赵敬子回头看看只有毛仔弟在,轻声说:“最好把你姨娘转移到安全地方去!”
“要不我交给赵锦堂,和你那族侄说一声,叫他帮忙养着?”
“别闹,和你说正经的!”赵敬子哭笑不得。
李丹“哧”地笑了,指指他:“赵如镜才是你的真名?隐藏的可真够深,还和我说什么庶子、与江山无关,结果冒出个郡王孙。”
“别不识好歹,吾亮出身份来是帮你好吧。不然你以为昨天他会善罢甘休?”赵敬子嘁了声:
“若不是赵煊指使张信那厮通匪,吾还不知道余干有这么个角色,林子大什么鸟都有!”
原来他是看了审问张信的口供时知道赵锦堂、赵煊父子情况的,怪不得昨天非嚷着要参加酒宴。

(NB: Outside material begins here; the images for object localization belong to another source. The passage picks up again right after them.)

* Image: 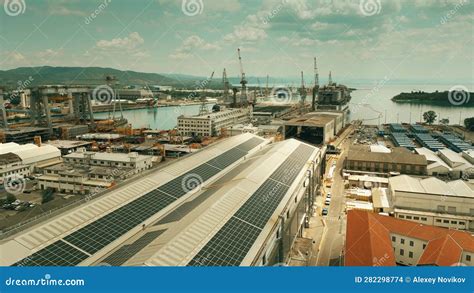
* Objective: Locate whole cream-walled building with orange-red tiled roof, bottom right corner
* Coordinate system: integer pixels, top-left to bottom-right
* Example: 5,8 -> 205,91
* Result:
344,210 -> 474,266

李丹看他一会儿,亲昵地拍拍他后背,说:“谢了!昨天多亏带上你。不过……恐怕还得借重下你的身份。”
“嗯,吾猜到了。让他交出团练是不是?”
“也不用全交,挑一部分。剩下的另外找个人带,把守县衙、仓库、牢狱,还有对重点吏员、士绅大户之家的保护。你看可行?”
赵敬子听完李丹的话点头:“这样简单的事若再做不好,实在丢人了。好吧,吾去与他说。你打算安排谁来接手?”
“我想让顾大或者宋迁来做,顾大熟悉这些人,宋迁是官军总旗能镇得住他们。”
“不大好。”赵敬子摇头:“这么做会留下口实,说你不尊重宗室、抢夺和把持权力。”
李丹觉得也对。忽然他想起:“诶,他家朱夫人生的那个嫡庶子叫什么来的?听说一直不得志赋闲在家,这人我见过两回,倒不像他弟弟那么混账。”
“行,我去找他聊聊看能不能用。”赵敬子起身到门口,他又想起个事:
“张信的事吾和他来说。如果这家伙不肯交出县团练,吾正好拿这个敲打、敲打他!”
“呵呵,你看着办。”李丹目视他离开,回头看看这座自己生活了十年的小院,毫无留恋地招手:“叫人来封了。走,咱们回贤仁里看我姨娘去!”